It’s a complicated complaint if you don’t follow commodities, but here’s the gist. For decades, farmers in the Autauga Quality Cotton Association have dealt with the commodities arm of Cargill, letting the power player hedge prices to help them get the most for their acres of white.
Last year, AQCA says, Cargill left farmers hanging — manipulating the prices higher, then pulling out its protective tactics and letting the cotton prices fall from $2.15 a pound in March to 77 cents a pound on payday. That’s almost a dime a pound less than the cost of raising cotton, farmers say, with association members losing some $35 million.
So their association has taken its complaint to the Memphis Cotton Exchange for arbitration. It’s supposed to be confidential, said AQCA Manager Jeff Thompson, but the Wall Street Journal got wind of the complaint and filed a lengthy and accurate story, he said.
“We believe in the arbitration process and we will see it through, ” said Thompson, adding that in the meantime, “We don’t want to talk about it.”

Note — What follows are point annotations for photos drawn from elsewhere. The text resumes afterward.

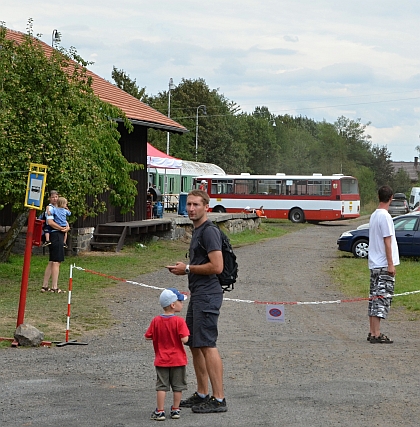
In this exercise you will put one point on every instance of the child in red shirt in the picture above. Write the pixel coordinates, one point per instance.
(169, 333)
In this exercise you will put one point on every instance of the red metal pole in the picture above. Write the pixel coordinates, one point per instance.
(26, 266)
(69, 303)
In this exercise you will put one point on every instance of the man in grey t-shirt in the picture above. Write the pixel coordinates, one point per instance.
(206, 262)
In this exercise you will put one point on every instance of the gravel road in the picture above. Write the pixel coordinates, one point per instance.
(315, 369)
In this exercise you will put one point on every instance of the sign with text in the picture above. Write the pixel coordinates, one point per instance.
(36, 186)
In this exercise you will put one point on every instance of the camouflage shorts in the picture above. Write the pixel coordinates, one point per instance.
(381, 285)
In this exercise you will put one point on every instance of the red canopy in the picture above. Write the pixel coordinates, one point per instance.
(158, 159)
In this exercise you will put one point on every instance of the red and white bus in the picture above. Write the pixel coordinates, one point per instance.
(298, 198)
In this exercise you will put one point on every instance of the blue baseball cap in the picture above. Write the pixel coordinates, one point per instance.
(170, 295)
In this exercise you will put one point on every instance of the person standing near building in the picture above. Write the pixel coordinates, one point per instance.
(56, 248)
(168, 333)
(383, 257)
(206, 262)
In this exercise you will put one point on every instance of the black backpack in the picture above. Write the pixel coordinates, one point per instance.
(228, 276)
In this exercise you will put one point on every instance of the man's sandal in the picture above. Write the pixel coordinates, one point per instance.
(382, 339)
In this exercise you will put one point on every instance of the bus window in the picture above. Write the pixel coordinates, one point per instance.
(221, 186)
(349, 186)
(269, 186)
(245, 186)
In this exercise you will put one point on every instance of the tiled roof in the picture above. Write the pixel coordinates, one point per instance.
(138, 112)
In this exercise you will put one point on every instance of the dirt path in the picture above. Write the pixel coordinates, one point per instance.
(316, 369)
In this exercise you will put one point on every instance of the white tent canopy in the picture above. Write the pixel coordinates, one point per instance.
(158, 159)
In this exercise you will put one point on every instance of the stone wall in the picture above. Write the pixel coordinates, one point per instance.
(181, 228)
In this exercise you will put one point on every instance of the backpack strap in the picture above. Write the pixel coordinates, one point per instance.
(205, 226)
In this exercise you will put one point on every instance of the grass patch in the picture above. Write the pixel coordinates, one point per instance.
(48, 311)
(352, 276)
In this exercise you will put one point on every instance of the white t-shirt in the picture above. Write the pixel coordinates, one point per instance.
(381, 225)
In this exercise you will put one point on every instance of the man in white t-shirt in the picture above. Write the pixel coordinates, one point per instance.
(383, 257)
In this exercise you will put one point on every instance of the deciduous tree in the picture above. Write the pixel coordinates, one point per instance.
(50, 115)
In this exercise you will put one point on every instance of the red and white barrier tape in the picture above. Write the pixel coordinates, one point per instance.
(247, 301)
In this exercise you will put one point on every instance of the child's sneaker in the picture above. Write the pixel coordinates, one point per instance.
(175, 413)
(158, 415)
(212, 405)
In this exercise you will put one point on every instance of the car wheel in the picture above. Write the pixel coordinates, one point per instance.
(296, 215)
(361, 248)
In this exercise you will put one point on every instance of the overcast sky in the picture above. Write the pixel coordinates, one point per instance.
(321, 59)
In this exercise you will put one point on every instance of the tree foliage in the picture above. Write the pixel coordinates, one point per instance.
(50, 115)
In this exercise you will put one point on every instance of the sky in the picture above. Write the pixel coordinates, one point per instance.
(320, 59)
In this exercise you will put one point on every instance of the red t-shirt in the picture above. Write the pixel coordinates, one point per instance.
(166, 333)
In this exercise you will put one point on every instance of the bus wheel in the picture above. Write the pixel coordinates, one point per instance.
(296, 216)
(219, 209)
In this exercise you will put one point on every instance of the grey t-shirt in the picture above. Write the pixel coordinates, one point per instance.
(205, 239)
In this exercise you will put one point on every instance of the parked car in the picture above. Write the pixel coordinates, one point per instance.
(407, 233)
(398, 206)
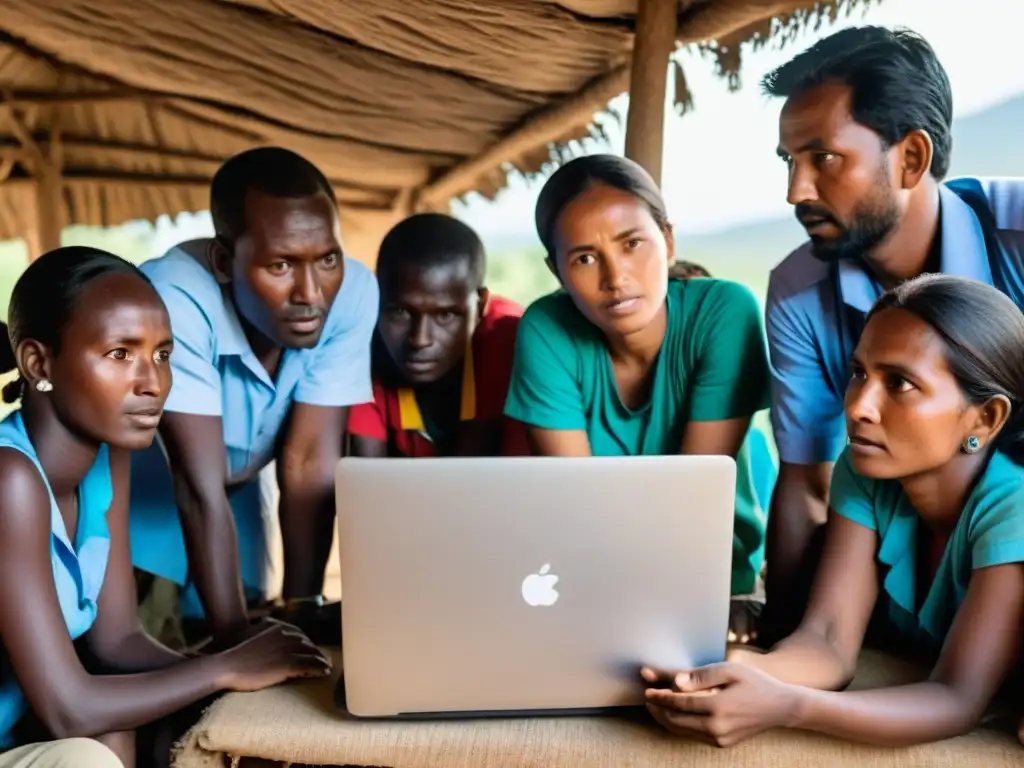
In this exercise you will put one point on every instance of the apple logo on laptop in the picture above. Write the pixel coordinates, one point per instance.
(539, 589)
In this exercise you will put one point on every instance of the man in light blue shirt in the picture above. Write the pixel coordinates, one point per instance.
(865, 132)
(271, 345)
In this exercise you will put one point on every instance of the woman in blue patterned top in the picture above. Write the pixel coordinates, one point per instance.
(926, 531)
(91, 340)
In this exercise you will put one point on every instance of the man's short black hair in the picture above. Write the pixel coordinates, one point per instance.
(270, 170)
(428, 240)
(897, 82)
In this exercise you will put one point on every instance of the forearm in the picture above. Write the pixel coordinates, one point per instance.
(138, 652)
(212, 545)
(889, 717)
(95, 705)
(804, 658)
(307, 513)
(797, 514)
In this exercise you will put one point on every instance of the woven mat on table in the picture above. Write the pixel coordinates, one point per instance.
(298, 725)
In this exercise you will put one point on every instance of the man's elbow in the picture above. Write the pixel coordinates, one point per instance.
(309, 468)
(802, 488)
(65, 714)
(199, 504)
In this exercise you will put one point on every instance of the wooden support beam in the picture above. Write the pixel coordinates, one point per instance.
(546, 127)
(47, 220)
(72, 98)
(653, 44)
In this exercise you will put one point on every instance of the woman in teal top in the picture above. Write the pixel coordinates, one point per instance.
(625, 361)
(91, 340)
(926, 530)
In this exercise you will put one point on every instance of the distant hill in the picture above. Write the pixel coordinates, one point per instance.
(986, 143)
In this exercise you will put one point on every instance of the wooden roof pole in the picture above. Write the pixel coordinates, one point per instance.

Cargill has responded to the association’s complaint, Thompson said, and he expects a hearing date to be set soon with a decision next year.
Founded in 1967 in Prattville, Autauga Quality Cotton Association now has 700 members, nearly half of them in Texas, because “that’s where cotton is growing, ” said Thompson. Alabama and Georgia are the other big producers, he said, but the membership includes cotton farmers in 10 states.